O ecossocialismo: um projeto promissor face à crise ecológica mundial
Leonardo Boff*
Uma das mais palavras mais difamadas na linguagem política
neoliberal e capitalista é seguramente a de “socialismo”. Entende-se o
porquê, pois ele comparece na história como um projeto alternativo à
perversidade do capitalismo seja como modo de produção seja como cultura
globalizada, hostil à vida e incapaz de trazer e generalizar
felicidade.
Alega-se que o socialismo nunca deu certo em nenhum lugar do
mundo.Talvez uma das razões de manter o boicote à Cuba socialista por
tantos anos da parte dos EUA se deva à vontade de mostrar ao mundo que o
socialismo realmente não presta e não deve ser buscado como forma de
organização da sociedade. E Obama teve que reconhecer que nisso os EUA
fracassaram. O capitalismo não é a única forma de organizar a produção e
uma sociedade. Ademais houve a implosão do socialismo realmente
existente na URSS, o que suscitou um entusiasmo quase infantil ao ideal
capitalista como triunfador e a verdadeira solução final dos problemas
sociais, o que revelou ilusório e falso.
Mas é forçoso reconhecer que aquele “socialismo” nunca foi o
socialismo pensado por seus teóricos já há três séculos. Na verdade, era
um capitalismo do Estado autoritário, pois somente este podia acumular e
através dele e dos membros do partido construir o projeto socialista e
não por todo um povo.
Mas se tomarmos como parâmetro critérios humanísticos, éticos e
sociais mínimos, devemos reconhecer que o produtivismo em geral e o
capitalismo como sua expressão maior, também não deram certo. Como pode
dar certo um sistema que se propõe um mesquinho ideal de enriquecimento
ilimitado, sem qualquer consideração? Subjugou a inteira classe operária
na Europa e alhures aos interesses do capital, acirrando a luta de
classes, conquistou e destruíu inteiros povos na África e, em parte, na
América Latina, reduzindo-os até hoje à miséria e à marginalidade.

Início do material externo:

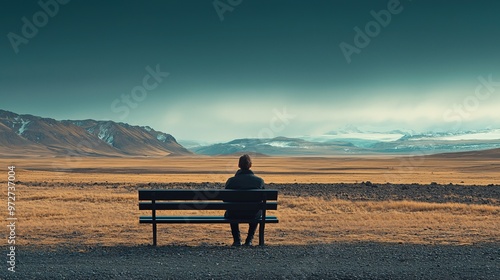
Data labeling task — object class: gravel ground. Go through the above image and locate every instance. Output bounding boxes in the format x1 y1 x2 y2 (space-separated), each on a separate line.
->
0 182 500 279
0 243 500 279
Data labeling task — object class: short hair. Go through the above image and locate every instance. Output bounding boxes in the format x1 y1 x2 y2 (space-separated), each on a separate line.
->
238 154 252 169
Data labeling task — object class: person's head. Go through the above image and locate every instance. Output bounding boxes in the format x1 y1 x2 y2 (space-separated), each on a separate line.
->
238 154 252 170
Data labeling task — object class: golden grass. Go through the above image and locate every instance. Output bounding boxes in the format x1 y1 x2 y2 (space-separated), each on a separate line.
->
6 157 500 185
0 185 500 246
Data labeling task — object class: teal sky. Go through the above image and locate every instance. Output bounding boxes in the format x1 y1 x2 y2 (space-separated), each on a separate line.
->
0 0 500 141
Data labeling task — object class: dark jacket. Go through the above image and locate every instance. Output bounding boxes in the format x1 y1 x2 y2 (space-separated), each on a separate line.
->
226 169 264 218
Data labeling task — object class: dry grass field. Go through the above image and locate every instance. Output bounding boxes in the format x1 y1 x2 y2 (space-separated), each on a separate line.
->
0 157 500 247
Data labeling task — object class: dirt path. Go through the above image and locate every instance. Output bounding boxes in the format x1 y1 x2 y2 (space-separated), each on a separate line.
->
0 243 500 279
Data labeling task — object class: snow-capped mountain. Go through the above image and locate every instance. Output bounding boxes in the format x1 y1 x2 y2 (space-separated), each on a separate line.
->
191 127 500 156
0 110 191 156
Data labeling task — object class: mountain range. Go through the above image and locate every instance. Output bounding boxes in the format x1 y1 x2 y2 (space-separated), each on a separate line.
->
189 127 500 156
0 110 500 157
0 110 192 157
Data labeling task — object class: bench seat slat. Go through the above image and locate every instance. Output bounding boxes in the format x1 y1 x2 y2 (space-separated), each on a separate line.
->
139 189 278 201
139 216 279 224
139 201 278 210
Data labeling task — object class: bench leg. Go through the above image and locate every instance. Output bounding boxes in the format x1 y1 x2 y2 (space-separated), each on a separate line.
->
153 223 156 246
259 223 266 246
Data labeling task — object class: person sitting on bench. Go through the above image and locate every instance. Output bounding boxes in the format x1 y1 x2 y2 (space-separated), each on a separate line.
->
224 154 264 246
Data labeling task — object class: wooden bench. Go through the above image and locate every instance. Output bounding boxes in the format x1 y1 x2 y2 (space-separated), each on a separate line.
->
139 189 278 246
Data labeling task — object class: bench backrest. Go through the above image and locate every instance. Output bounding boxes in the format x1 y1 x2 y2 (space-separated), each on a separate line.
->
139 189 278 210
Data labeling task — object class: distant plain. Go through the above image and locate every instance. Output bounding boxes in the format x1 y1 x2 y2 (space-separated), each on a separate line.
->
0 155 500 247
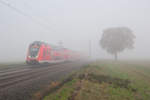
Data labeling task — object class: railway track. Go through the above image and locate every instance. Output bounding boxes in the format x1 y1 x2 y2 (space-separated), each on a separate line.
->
0 61 78 90
0 61 89 100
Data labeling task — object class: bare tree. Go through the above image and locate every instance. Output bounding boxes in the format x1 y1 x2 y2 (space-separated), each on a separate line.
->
100 27 135 60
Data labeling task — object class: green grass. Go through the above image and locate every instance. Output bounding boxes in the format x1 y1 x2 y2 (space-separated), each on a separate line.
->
44 61 150 100
44 80 76 100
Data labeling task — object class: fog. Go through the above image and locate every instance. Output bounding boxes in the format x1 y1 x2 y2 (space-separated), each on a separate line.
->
0 0 150 62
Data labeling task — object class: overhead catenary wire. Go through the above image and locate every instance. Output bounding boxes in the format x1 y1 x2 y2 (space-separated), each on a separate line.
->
0 0 56 32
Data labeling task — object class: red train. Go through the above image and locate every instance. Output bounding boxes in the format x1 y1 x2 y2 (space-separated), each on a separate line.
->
26 41 79 64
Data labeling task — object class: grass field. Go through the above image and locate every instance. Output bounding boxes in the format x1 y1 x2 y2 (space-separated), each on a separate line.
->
44 61 150 100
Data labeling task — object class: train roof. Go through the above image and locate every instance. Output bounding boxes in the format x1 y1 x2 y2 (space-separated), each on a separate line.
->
30 41 67 50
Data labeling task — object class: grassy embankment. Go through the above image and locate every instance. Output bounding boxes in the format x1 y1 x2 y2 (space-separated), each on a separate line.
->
44 61 150 100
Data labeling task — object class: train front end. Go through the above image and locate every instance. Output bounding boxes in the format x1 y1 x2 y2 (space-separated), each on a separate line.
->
26 42 41 64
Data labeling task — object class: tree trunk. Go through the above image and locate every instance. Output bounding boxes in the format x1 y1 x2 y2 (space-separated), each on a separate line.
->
114 53 118 61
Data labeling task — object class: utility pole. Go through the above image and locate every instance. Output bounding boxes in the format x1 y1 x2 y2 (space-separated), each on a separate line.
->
89 40 92 57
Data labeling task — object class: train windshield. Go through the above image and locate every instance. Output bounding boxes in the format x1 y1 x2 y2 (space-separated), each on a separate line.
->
29 47 39 57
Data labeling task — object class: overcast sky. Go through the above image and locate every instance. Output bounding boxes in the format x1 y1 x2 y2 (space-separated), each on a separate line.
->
0 0 150 62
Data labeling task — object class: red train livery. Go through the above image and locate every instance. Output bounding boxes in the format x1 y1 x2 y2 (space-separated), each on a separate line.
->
26 41 79 64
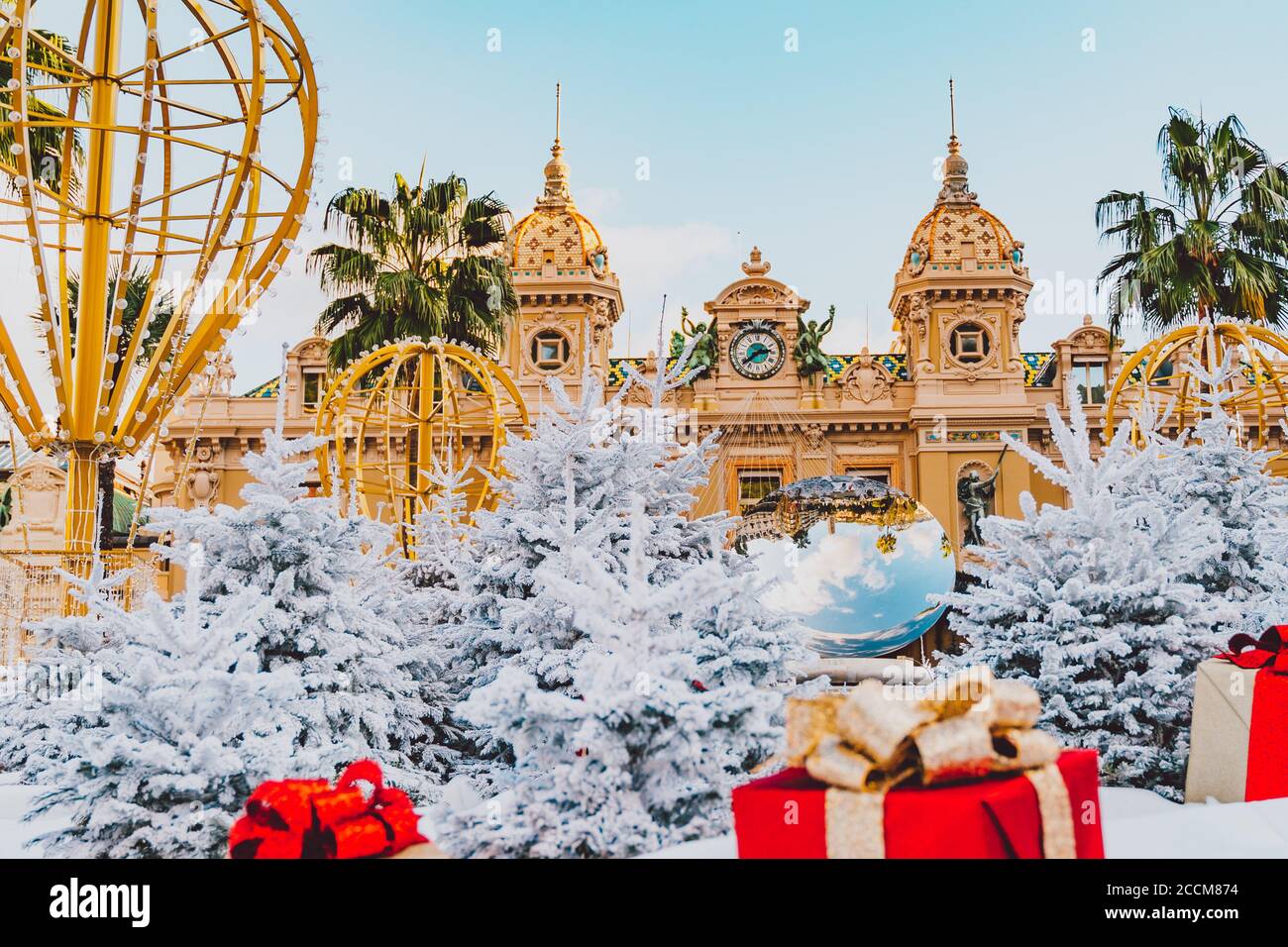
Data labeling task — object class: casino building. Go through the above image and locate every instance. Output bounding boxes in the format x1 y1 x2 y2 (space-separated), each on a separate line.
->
103 120 1256 562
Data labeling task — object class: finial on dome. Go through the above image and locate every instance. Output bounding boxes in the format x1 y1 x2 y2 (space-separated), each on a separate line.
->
947 76 961 152
936 76 976 204
537 82 572 210
742 246 770 275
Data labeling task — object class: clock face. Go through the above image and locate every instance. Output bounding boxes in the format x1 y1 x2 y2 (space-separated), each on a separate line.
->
729 326 787 378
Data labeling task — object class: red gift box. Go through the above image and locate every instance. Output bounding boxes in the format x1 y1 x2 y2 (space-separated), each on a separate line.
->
1185 625 1288 802
228 760 426 858
733 750 1105 858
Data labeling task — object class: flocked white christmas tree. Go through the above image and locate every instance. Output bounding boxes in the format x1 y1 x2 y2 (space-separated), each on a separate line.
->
944 378 1231 798
23 550 318 858
443 348 799 770
437 498 782 858
150 375 455 793
1133 348 1288 607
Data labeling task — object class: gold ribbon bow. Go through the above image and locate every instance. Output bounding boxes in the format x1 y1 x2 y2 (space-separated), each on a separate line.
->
787 668 1076 858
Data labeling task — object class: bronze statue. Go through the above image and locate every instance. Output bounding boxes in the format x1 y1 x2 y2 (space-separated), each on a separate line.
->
793 305 836 377
671 307 720 374
957 445 1008 546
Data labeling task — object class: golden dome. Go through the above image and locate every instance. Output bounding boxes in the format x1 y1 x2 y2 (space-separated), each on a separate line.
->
510 137 608 277
905 136 1024 274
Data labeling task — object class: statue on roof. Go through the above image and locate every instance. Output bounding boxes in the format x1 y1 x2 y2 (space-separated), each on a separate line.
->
957 443 1009 546
671 307 720 377
793 305 836 378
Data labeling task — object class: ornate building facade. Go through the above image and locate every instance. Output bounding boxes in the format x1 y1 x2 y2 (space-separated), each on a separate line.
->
110 122 1277 559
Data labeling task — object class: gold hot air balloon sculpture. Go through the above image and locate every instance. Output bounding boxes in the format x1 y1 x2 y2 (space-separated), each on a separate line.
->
1105 322 1288 475
0 0 318 553
314 339 528 558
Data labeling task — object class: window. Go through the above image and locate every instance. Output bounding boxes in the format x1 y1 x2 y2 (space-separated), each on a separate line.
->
532 329 572 371
304 368 326 408
1073 362 1105 404
949 322 992 365
738 471 783 513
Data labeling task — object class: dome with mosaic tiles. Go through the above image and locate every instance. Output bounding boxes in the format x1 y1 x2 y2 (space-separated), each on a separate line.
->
509 138 608 275
903 136 1024 275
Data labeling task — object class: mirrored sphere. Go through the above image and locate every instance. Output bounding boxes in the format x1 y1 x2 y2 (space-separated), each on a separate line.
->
734 476 957 657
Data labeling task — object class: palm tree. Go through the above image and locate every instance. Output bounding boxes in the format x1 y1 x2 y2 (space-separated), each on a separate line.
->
1096 108 1288 335
309 172 519 368
31 266 174 549
0 30 82 189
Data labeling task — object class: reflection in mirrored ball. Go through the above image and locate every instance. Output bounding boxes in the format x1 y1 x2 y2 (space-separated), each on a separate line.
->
734 476 956 657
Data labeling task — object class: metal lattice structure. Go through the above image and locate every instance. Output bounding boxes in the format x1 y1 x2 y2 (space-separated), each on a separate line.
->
0 0 318 554
1105 322 1288 473
314 339 528 557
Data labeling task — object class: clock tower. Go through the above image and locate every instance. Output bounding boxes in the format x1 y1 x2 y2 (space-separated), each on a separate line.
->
695 248 808 407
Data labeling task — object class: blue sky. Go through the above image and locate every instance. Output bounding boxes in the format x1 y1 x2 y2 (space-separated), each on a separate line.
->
226 0 1288 386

Devastou e continua devastando inteiros ecossistemas, desflorestando
grande parte da área verde do mundo, envenenando os solos, poluindo as
águas, contaminando o ar, erodinho a biodiversidade na razão de cem mil
espécies de seres vivos por ano, segundo dados do eminente biólogo
Ewdard O. Wilson, destruíndo a base físico-quimica que sutenta a vida e
pondo em risco o futuro de nossa civilização, suscitando a imagem
tétrica de uma Terra depredada e coberta de cadáveres e eventualmente
sem nós, como espécie humana? Esse sistema, pelos cálculos feitos por
economistas que assumem o dado ecológico, serve bem apenas a cerca de
dois bilhões de pessoas que se afogam no consumo suntuoso e no
desperdício atroz. Ocorre que somos já mais de sete bilhões de pessoas,
das quais quase um bilhão vive na mais canina pobreza e miséria. Mais
ainda, e os cálculos foram feitos: se este sistema quisesse
universalizar o bem-estar dos países opulentos como os EUA e a Europa
precisaríamos de pelo menos três Terras iguais a esta.
Que sistema atenderá as necessidades fundamentais da humanidade
carente? Não será o capitalismo que, lá onde chega, traz logo duas
injustiças: a social com a riqueza de poucos e pobreza de muitos, à base
da exploração e a ecológica com a devastação maciça da natureza.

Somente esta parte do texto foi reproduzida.